"You cannot question God's anointed." That was the curt response when members of a small house church in the south of Johannesburg questioned their pastor over his management of the church and the way he dealt with its money.
The pastor founded the church, but his community had a problem with the way he was treating the church's assets, as if he personally owned them.
Strictly speaking, the pastor did have a point. There may be a moral obligation for a religious organisation to tell its members how it spends their money, but as a prerequisite to remaining tax-exempt, it is not legally obliged to do so.
"Our tax law does not compel churches to disclose financial information to members," says Mark Kingon, GM for operational support at the SA Revenue Service (Sars).
Nevertheless, as income-generating bodies, faith-based groups are required by law to register as a public benefit organisation with Sars, either as a section 21 company, a trust or as an "association of persons established in terms of a constitution" that states activities are carried out in a nonprofit manner and with altruistic intent.
They have to submit financial statements and any changes to their constitution to Sars annually to retain their tax-exempt status.
Changes to the Income Tax Act making these kinds of stipulations were legislated in 2002 and enforced in 2004. Previously, religious organisations had a tax-exempt status and there were no governance requirements.
Now it's a little different. Under the amended Income Tax Act, the pastor and his wife are not allowed to handle the church's money on their own. Sars now requires that at least three unconnected people - not related to one another - accept financial responsibility.

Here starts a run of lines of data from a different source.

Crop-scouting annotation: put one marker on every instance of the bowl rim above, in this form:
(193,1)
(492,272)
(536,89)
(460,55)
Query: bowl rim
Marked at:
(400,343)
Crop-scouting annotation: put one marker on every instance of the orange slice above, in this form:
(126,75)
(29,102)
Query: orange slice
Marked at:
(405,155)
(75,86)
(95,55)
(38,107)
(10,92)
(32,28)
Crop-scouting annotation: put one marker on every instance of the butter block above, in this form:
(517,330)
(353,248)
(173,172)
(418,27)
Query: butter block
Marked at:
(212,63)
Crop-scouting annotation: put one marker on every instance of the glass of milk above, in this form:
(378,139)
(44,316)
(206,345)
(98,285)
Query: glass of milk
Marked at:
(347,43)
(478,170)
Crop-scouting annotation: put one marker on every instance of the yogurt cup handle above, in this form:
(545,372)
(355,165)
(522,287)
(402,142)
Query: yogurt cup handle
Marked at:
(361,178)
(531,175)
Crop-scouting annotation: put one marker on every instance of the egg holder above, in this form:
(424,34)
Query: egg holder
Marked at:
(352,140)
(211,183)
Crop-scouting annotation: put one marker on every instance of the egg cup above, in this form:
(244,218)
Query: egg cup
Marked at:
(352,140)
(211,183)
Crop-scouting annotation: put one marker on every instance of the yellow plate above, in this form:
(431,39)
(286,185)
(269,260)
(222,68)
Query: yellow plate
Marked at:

The introduction of these new governance structures is a big challenge for some religious organisations. Kingon has some sympathy for the smaller churches. He says Sars has a light touch when it comes to religious organisations, as it knows they will take time to come to grips with the new legislation.
But government is not blind to religious leaders who may be using the church's coffers to pay themselves a fat salary. The amended Income Tax Act prohibits the payment of remuneration that is "excessive" when compared with other salaries among public benefit organisation employees.
What constitutes an "excessive" salary is still a matter of debate, admits Kingon. Sars is looking at compiling a database to compare salaries.
But Sars does not look at religious organisations as particularly high risks for tax fraud. Kingon points out that the vast majority of organisations scrape by. "There are people out there getting nothing for doing this work."
Tax laws are not the only legislation governing religious organisations. The 1997 Non profit Organisations Act allows faith-based bodies to voluntarily register at the department of social development.
Once a year, nonprofit organisations (NPOs) registered at the department have to submit financial statements and any changes to their constitution and office-bearers. The act is meant to bring "accountability and good governance" to the NP O sector, with only light government intervention. The act allows financial records submitted to the department to be made available for public scrutiny.
Government allows for voluntary compliance, as forcing faith-based organisations to register could end up contravening the right to freedom of religion enshrined in the constitution.
In the end it's not the law of the land, but rather the boldness of members of a faith-based organisation that will hold leaders to account.